The Olympic system likes to claim that sport is “one of the most powerful platforms for promoting gender equality and empowering women and girls.” Yet when the president of the Tokyo 2020 Organizing Committee and former Japanese prime minister Yoshiro Mori was asked recently about increasing gender diversity on the Japanese Olympic Committee board, his response was that “women talk too much.”
“If we increase the number of female board members, we have to make sure their speaking time is restricted somewhat, they have difficulty finishing,” Mori reportedly said at the committee meeting. “We have about seven women on the organizing committee but everyone understands their place.”
The Japan Olympic Committee and the Tokyo 2020 Organizing Committee, which Mori chairs, have an important role to play when it comes to gender equality and stopping abuse of athletes in sport. Women in Japan are grossly underrepresented in sports federation leadership. Human Rights Watch recently reported on the persistent abuse of children, including girls, in sport in Japan.
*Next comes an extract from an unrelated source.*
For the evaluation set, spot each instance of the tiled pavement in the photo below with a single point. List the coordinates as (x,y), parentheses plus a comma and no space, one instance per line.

With the global reckoning over #MeToo abuses, Japan’s female athletes, including in gymnastics, swimming and wrestling, have made accusations of harassment and abuse. The Olympic wrestler Kaori Icho won four consecutive gold medals, but then had to fight the Japan Wrestling Federation to get her coach out of the sport when he harassed her.
Women in Japan who complain of discrimination or sexual abuse are severely stigmatized. Government figures show that more than 95 percent of sexual violence incidents are not reported to police, partly because discussing rape is seen as “embarrassing” in Japan and because many victims feel that reporting would make no difference.
Japan’s justice system is rigged against survivors of sexual violence. Women, transgender women — and men — all face deep discrimination. Women still face strong barriers to keeping their family name when they marry. In 2018, Japan’s most prestigious medical universities admitted manipulating examination results to suppress the number of women accepted.
The International Olympic Committee has said that Olympic hosts must “prohibit any form of discrimination,” including on grounds of sex. Mori’s comments show the Japanese government urgently needs to reform its attitudes towards women, and a good place to start would be in sports.